Cannot scrape 404 page

Trying to scrape information from a product page to know if a particular stocked item is no longer in stock. Easily done with a page if it says out of stock, or similar...

Trouble happens when the product URL is no longer active and throws a 404 error page. I thought it would have been easy - just scrape the text on the 404 page.... but you cant.

You cant scrape the page of any information if the page is a 404 page. No txt, no image, no HTML, no elements, no nothing. webscraper just closes.

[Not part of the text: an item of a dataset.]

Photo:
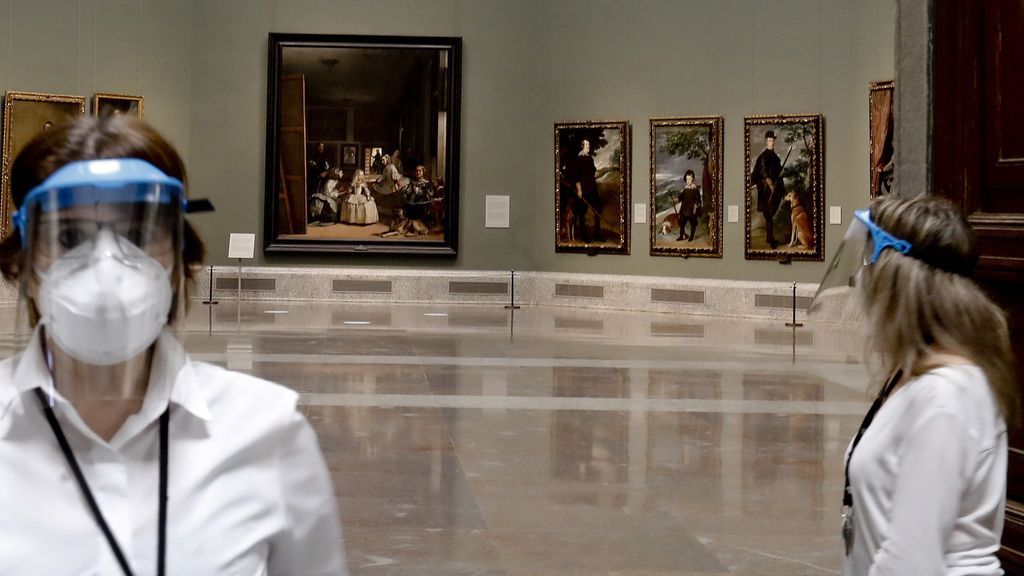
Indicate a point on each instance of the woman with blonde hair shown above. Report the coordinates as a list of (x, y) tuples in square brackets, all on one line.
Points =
[(359, 206), (926, 474)]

Data preview works perfectly fine when you are in the 404 page making the selectors but once you scrape it, it closes without collecting the data. I tested this on multiple sites and multiple URLs. It happens any 404 page, whether its a redirect to a 404 error page or just a standard 404 on the same URL

test any URL that throws a 404 error page to see.

Would love some feedback on this
I am scraping data from in particular

Heres a quick demo sitemap:

Really sad this didn't get any attention, not even one reply, using it for the same purpose but yet the web scrapper seems to be skipping 404 pages even though there's the title and some keywords to scrape.

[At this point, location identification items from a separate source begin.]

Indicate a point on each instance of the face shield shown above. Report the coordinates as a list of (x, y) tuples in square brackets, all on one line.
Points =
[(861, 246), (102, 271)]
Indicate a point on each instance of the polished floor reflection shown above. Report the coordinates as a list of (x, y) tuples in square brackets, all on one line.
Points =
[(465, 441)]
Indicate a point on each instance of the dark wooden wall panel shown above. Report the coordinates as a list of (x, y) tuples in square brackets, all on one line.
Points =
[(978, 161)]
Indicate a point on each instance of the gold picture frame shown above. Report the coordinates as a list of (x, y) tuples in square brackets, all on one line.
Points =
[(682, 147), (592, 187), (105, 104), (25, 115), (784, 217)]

Yea, it was a little disheartening not getting a response for the help i needed back then. I never did find a way to fix the 404 issue.
By memory, I think I found an alternative way of scraping the data I wanted.
I had been scraping eBay and I found that they had different URL's to get to the same product page. One of the URL's would go to 404 if it was unlisted or a deleted item (causing the issue which made me start this post) but I found another URL to the same product item that actually showed the product page as unlisted or removed etc... So this worked for me.

It never fixed the 404 issue, but in my case for eBay I found a way around it.

1 Like

Managed to find a forked version of this tool which shows 404 page errors called Web Scraper Plus although the problem is that the forked tool doesn't show the start url so I don't know what url is giving the 404 error.